One way to do this is with a module-level (ident 0) dictionary which can be accessed by the (unpickled) Op instance, but is not owned by it. In this case the Op instance just needs to remember the key under which it put the non-pickleable thing into the dict:

_treasurebag = {}

class MyOp(Op):
    def __init__(self, c_function):
        # Don't store the reference on the instance
        # self.c_function = c_function

        # Keep it under a token outside the instance
        self.token = random()
        _treasurebag[self.token] = c_function

By including f"{os.getpid()}-{threading.get_ident()}" in the dict keys one can even deal with objects that need to be re-initialized on the new threads/processes.

Huzaifg commented 1 year ago

@michaelosthege Thank you for your suggestion. Although I can imagine your method working well, I took a simpler route once I understood that I just did not need reference's to the c objects in the likelihood.

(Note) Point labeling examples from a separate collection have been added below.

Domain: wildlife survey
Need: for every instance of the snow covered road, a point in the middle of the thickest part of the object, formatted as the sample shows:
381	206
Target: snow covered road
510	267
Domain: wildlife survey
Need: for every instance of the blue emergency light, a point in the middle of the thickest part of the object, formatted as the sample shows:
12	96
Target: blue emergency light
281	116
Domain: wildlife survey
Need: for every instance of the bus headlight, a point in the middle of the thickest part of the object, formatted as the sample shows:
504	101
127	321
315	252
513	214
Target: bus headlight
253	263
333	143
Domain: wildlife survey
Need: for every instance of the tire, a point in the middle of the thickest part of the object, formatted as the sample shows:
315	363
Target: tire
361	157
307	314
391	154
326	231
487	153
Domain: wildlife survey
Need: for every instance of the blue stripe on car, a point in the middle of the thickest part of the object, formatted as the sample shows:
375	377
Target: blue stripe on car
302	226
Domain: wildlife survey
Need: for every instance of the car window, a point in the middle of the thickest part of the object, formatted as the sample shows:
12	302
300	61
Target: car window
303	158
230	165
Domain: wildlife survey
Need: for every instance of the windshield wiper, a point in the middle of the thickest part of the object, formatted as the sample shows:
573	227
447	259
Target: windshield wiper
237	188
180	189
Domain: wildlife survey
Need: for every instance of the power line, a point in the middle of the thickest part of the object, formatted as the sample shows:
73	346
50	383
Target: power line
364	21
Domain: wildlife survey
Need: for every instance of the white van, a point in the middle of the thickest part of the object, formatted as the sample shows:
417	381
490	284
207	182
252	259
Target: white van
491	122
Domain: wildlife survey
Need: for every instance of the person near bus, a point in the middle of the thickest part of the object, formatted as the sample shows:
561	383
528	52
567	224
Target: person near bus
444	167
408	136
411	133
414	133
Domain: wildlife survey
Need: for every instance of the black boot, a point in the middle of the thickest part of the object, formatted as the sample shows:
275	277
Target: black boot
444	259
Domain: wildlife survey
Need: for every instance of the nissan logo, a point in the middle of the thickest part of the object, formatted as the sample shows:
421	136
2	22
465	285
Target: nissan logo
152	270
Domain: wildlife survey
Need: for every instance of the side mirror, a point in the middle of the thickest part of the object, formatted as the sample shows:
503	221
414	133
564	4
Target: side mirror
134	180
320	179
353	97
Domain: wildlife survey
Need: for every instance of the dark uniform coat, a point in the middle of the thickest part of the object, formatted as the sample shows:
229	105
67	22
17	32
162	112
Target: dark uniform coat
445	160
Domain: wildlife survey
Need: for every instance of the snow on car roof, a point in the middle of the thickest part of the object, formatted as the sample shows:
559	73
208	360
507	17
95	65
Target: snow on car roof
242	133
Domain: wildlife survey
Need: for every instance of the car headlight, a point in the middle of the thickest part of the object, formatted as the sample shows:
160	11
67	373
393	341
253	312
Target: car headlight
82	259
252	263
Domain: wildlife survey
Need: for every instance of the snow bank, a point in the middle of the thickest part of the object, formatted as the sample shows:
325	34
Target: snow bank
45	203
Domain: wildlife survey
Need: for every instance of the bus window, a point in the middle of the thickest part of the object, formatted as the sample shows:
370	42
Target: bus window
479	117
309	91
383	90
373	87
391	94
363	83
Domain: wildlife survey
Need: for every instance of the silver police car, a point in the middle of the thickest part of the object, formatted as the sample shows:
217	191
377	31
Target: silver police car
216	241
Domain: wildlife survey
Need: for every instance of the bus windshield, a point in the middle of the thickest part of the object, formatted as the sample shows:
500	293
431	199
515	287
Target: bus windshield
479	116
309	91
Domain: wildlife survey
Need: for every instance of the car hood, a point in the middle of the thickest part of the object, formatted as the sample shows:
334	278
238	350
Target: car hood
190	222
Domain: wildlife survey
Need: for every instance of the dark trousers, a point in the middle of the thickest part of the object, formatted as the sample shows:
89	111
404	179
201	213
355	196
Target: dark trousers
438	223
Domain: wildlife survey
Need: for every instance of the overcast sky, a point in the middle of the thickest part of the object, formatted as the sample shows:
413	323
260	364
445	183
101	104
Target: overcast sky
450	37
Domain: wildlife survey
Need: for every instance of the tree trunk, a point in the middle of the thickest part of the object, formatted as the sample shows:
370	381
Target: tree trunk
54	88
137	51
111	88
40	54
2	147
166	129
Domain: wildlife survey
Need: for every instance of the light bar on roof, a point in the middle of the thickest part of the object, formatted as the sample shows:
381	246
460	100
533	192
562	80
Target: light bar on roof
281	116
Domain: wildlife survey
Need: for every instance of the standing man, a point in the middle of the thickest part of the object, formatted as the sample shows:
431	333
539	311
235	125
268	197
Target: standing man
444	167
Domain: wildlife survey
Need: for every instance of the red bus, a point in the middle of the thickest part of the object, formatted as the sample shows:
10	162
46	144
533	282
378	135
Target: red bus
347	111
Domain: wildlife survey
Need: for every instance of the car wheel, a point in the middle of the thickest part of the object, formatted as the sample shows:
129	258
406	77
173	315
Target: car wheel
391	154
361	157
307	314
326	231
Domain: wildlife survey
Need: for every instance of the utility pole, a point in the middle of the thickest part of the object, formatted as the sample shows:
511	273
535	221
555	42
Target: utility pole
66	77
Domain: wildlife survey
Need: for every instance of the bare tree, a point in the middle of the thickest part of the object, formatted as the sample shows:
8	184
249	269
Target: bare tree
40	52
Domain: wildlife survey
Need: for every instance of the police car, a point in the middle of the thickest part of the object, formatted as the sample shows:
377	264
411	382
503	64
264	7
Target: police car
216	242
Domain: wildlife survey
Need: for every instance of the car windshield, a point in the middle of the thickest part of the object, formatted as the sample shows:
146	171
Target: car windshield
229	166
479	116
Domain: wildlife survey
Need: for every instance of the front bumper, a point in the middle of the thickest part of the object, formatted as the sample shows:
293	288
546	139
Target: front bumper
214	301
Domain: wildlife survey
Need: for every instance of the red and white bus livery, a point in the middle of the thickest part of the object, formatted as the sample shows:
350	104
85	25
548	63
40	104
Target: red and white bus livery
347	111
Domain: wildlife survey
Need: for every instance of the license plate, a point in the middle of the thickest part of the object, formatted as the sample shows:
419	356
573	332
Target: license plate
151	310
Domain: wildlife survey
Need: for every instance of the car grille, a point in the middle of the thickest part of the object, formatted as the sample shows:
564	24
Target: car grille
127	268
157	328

I converted my likelihood function to a pure python function. Within this likelihood function, I just call another function (say model) that within it creates the instances of the c structs I need to simulate my model and returns the output of my model (just a numpy array). With the return from model, all my C struct instances are deleted (python garbage collection - hopefully no memory leaks), and my likelihood is then clean of any C structs. This seems to be working well and I am able to run multiple chains in parallel. Its a bit ugly, but I think I am happy with it for now.

Thanks a ton!